The Lure
Friday February 10 through Thursday February 16 at IFC Center: $14

This beautifully shot, futuro nightlife fantasy flick is sort of like a glammed-up, femme-fatale version of Splash, only the mermaids here are hardly damsels in distress. These sister mermaids are flesh-eating fish people with vampy tendencies. They have the same power to entrance and, well, lure that sirens are supposed to have, but that somehow American imaginings have left out (Puritans, ughhh). I guess it took some Catholic guilt and Polish imagination to get this darkened-disco retelling of The Little Mermaid off the ground. IFC writes, “One sister falls for a human, and as the bonds of sisterhood are tested, the lines between love and survival get blurred.”

Naturally, The Lure is set in the seedy underworld of strip clubs by night, with all the glittery exploitation that entails. Reminds me a little bit of that Egyptian disco vampire flick that screened at Spectacle recently.

A Grin Without A Cat
Saturday February 11 & Saturday February 18, 3 pm, Saturday February 25, 1:30 pm, Tuesday February 28, 7:30 pm at Spectacle: $5

Spectacle describes filmmaker Chris Marker’s classic as an “epic film-essay on the worldwide political wars of the ’60s and ’70s: Vietnam, Bolivia, May ’68, Prague, Chile, and the fate of the New Left.” And as you can see from the opening sequence above, this film is replete with leftist imagery and, uh, Marker’s droning French, which might seem like a somewhat dense way to spend 180 minutes of your Saturday. But whoever said reeducation was easy?

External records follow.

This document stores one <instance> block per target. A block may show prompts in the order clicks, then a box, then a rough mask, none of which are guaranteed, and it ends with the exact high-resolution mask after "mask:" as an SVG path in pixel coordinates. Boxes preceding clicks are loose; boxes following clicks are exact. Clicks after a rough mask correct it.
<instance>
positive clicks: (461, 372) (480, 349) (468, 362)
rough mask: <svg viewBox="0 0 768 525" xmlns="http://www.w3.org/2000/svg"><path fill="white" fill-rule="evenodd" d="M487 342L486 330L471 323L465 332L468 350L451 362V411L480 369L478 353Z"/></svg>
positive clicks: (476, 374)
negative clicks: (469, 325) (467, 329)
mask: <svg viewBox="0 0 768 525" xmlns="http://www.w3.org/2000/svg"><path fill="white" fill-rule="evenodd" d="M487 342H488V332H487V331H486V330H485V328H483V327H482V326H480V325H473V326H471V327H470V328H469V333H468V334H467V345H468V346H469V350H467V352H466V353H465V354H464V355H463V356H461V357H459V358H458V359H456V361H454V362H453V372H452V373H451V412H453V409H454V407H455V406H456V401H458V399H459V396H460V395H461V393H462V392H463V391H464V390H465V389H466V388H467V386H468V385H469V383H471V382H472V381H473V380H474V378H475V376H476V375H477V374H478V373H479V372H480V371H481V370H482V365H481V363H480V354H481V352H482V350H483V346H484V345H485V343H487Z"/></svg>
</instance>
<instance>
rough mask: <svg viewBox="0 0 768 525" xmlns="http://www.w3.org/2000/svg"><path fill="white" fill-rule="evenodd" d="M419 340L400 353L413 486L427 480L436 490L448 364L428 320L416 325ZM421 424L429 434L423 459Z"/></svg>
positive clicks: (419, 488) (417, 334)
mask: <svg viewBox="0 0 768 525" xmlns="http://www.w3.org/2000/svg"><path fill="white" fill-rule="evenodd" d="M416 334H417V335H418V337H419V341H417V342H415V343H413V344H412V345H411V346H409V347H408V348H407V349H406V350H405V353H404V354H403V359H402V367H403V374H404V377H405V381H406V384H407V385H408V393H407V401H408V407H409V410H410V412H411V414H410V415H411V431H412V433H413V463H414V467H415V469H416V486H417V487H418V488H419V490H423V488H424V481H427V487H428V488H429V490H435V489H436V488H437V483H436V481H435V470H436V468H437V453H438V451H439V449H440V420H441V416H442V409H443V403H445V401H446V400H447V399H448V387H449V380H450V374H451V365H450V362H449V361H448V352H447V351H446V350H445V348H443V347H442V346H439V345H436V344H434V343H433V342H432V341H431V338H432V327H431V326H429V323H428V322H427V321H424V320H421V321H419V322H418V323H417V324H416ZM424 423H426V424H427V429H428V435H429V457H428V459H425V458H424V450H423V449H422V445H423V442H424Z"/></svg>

This Chris Marker guy– a prolific filmmaker and Left Bank scenester, tireless Vietnam War protester, and member of the leftist film collective SLON (which also encouraged workers to get into filmmaking) – has just got to be good. I mean, people seem to really like him. Plus, he was a certified weirdo: The Guardian called him “a phantom, an escape artist, a shapeshifter” and apparently he was fond of telling people that he was from Mongolia and signed his name Chris.Marker.

I haven’t sat through this one myself, but I’d say go ahead and give it a try. Sit with it. Just really, really sit with it. And maybe you’ll be a fist-pumping Marxist when you leave that theater.

The Decameron
Friday February 10 and Saturday February 11, 12:10 am at Nitehawk: $12

Filmmaker Pier Paolo Pasolini took on the prudish piety of Giovanni Boccaccio’s 14th-century monk-inscribed stories set in Florence and reimagined them as sexy romps set in where else but Naples. Nitehawk writes: “Among the chief delights are a young man’s exploits with a gang of grave robbers, a flock of randy nuns who sin with a strapping gardener, and Pasolini’s appearance as a pupil of the painter Giotto, at work on a massive fresco.” Sounds nasty!

But really, all you need to know is that this screening is sponsored by Babeland. Each audience member will receive “a special gift” courtesy of the dildo shop. Cheers!

Monday February 13, Thursday February 16, and Friday February 17 at The Metrograph: $15

Roma is exactly what it sounds like: a celebration of Rome, a city both ancient and stylishly modern, where the stank of piss wafts up from the streets and mixes with the luscious scents of flower stands. Fellini’s 1972 epic celebration of the city captures the complexities of not just Rome, but urban life in general. And Roma once again proves that Fellini does was Fellini wants to do, and above all Fellini don’t give a crap.